47. Jeder braucht ein Ventil – oder eine Faust im Gesicht des Gegenübers. – TEIL 2


Was zuvor geschah…

Nachdem Jacob gemeinsam mit Jess den Cullens die Nachricht über die Auflösung des Vertrages überbracht hat, wurden sie in ein Handgemenge mit Edward verwickelt. Nicht nur Jacob hat dabei eine Verletzung davongetragen, sondern auch Jess' Auge wurde in Mitleidenschaft gezogen. Währenddessen sie Jacob davon zu überzeugen versucht, dass sie keine langwierigen Schäden davontragen wird, erkundigt sich Embry per Telefon danach, wie alles verlaufen ist.
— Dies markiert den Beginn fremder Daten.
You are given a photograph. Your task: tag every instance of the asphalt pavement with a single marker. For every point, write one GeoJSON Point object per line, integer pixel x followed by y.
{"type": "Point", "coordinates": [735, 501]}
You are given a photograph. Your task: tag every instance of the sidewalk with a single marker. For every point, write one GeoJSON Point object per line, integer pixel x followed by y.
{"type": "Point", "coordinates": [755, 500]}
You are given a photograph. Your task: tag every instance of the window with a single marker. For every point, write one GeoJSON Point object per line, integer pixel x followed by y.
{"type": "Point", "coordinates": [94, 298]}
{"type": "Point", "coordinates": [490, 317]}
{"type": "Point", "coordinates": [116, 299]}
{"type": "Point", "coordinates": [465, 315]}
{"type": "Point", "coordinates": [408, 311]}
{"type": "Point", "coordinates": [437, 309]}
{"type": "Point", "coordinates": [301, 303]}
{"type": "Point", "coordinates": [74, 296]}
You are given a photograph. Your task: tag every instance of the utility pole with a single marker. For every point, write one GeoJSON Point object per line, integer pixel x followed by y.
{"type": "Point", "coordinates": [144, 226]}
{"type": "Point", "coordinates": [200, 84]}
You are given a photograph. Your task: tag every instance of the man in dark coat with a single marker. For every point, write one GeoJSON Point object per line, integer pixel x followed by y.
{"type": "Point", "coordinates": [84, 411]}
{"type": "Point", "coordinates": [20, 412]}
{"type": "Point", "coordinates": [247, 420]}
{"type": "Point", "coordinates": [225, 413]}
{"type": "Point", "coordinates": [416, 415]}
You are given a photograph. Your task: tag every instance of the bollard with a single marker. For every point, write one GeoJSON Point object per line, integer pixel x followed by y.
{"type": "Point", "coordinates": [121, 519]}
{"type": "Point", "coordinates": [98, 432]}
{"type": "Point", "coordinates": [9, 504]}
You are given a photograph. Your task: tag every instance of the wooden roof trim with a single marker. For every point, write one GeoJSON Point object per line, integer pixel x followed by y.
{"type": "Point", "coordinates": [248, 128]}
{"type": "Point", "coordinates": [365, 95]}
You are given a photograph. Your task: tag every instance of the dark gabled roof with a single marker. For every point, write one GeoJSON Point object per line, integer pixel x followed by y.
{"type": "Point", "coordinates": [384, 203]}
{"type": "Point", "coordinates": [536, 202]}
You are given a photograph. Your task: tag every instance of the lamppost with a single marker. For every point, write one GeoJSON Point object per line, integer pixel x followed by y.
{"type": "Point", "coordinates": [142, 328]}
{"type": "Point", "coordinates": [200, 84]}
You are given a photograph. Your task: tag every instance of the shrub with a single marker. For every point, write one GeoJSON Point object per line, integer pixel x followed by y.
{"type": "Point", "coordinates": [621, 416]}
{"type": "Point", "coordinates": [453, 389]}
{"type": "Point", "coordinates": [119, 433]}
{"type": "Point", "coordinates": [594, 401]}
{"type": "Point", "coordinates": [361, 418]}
Jess und Jacob berichten gegenseitig von ihren Verletzungen – ohne dass es einer von beiden will – und Jacob betont noch einmal vor Embry, dass er die nun entstandene Situation (auch die mit Renesmee) im Griff hat.


Meine Pläne, wie ich einerseits Jess' Verletzung heimzahlen und andererseits den Auslöser für die Vorkommnisse finden würde, verliefen weitgehend im Sande. Die meiste Zeit überlegte ich, warum ich noch keine Sekunde lang bereut hatte, mich von Renesmee getrennt zu haben. Was es eigentlich bedeutete, sich auf jemanden zu prägen. Oder, warum Jess der Meinung war, dass etwas nicht stimmte, wenn ich diesen Teil meines Lebens so einfach hinter mir lassen konnte. Vielleicht hatte sie recht, vielleicht auch nicht. Fakt war, dass es mich bis jetzt nicht großartig interessierte. Und dass ich noch in diesem Bett versauern würde, wenn Jess mich weiterhin hier festzuhalten versuchte. Ich hatte keine Schmerzen – im Moment zumindest nicht – und ich konnte mir Schlimmeres vorstellen, als einen Arm unbeweglich in einer Schlaufe hängen zu haben.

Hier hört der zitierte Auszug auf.